Figure 7. CSN6 is overexpressed in many cancer types and correlated with upregulation of Myc target genes

(a) Transcriptomic analysis revealed frequent CSN6 overexpression in human patients with cancer. Human cancer patient data sets were obtained from the Oncomine database and Gene Expression Omnibus. Data were analyzed with Oncomine expression analysis tools and Nexus Expression 2.0. N represents the total number of cancer patients analyzed for each cancer type. Only patients with more than 40% enhancement of CSN6 mRNA level compared to corresponding normal tissues were counted as “CSN6 overexpression.” (b) High CSN6 expression correlated with high Myc expression in pancreatic cancer.
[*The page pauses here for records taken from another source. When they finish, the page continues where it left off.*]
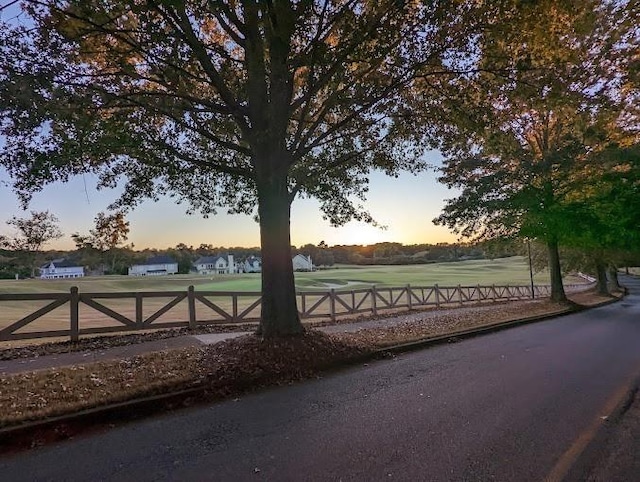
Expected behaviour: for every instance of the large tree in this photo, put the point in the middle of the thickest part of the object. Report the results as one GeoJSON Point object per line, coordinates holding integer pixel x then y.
{"type": "Point", "coordinates": [243, 104]}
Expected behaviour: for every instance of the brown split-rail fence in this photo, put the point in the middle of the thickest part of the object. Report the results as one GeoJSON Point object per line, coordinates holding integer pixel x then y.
{"type": "Point", "coordinates": [134, 311]}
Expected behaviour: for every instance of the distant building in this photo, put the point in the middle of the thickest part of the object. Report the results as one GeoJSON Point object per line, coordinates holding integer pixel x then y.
{"type": "Point", "coordinates": [215, 265]}
{"type": "Point", "coordinates": [61, 269]}
{"type": "Point", "coordinates": [302, 263]}
{"type": "Point", "coordinates": [252, 264]}
{"type": "Point", "coordinates": [155, 266]}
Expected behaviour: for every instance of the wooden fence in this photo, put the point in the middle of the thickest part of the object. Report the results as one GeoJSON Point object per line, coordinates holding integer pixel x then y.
{"type": "Point", "coordinates": [151, 310]}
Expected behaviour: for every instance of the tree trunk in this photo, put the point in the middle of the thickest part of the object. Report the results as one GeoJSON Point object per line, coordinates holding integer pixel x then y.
{"type": "Point", "coordinates": [555, 272]}
{"type": "Point", "coordinates": [601, 277]}
{"type": "Point", "coordinates": [279, 309]}
{"type": "Point", "coordinates": [613, 276]}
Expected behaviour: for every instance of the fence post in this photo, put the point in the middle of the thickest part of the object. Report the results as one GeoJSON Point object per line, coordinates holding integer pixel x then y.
{"type": "Point", "coordinates": [191, 302]}
{"type": "Point", "coordinates": [332, 304]}
{"type": "Point", "coordinates": [74, 312]}
{"type": "Point", "coordinates": [374, 307]}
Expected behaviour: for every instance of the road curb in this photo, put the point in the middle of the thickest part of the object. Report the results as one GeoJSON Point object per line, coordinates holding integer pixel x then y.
{"type": "Point", "coordinates": [30, 434]}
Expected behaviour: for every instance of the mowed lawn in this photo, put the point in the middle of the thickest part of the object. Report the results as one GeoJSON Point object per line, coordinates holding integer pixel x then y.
{"type": "Point", "coordinates": [512, 271]}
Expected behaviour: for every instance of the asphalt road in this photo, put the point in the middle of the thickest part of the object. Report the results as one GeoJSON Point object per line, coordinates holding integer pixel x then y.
{"type": "Point", "coordinates": [504, 406]}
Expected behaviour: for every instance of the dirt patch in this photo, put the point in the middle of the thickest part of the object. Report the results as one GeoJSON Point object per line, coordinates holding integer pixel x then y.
{"type": "Point", "coordinates": [430, 326]}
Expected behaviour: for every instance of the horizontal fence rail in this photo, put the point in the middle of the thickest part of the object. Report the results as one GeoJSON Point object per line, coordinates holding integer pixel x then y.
{"type": "Point", "coordinates": [146, 310]}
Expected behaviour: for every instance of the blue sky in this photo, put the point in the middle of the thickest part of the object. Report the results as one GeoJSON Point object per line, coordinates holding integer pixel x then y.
{"type": "Point", "coordinates": [406, 205]}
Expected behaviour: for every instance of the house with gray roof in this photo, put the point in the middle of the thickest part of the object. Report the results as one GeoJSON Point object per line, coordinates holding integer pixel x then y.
{"type": "Point", "coordinates": [61, 269]}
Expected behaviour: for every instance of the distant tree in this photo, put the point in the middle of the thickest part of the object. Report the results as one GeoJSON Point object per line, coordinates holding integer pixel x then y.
{"type": "Point", "coordinates": [33, 233]}
{"type": "Point", "coordinates": [522, 155]}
Pancreatic cancer tissue microarrays were immunostained with anti-CSN6 and anti-Myc. Micrographs of two representative pancreatic cancer specimens are shown (sale bar=100 µm). (c) CSN6 overexpression correlated with increased levels of Myc target genes in pancreatic cancer patients and breast cancer patients. Human breast cancer patient data sets and pancreatic cancer patient data sets were retrieved from Gene Expression Omnibus (GSE1542, GSE 5847, and GSE2109) and analyzed by gene set enrichment (MIT). Oncomine analysis tools and the GSEA program were used to analyze the impact of CSN6 on Myc target gene expression. (d) Enrichment score graphs showed a strong positive enrichment of Myc target gene expression in patients with CSN6-overexpressing pancreatic or breast cancer as described in (c). Representative Myc target genes are shown on graphs. Black arrows indicated the position of the corresponding genes on gene list. P-values calculated by Kolmogorov-Smirnov test and false discovery rates (FDR) are shown below. Abbreviations of genes are given in Supplemental Information. (e) The model shows the CSN6’s positive effect on the expression of representative Myc target genes in human cancers.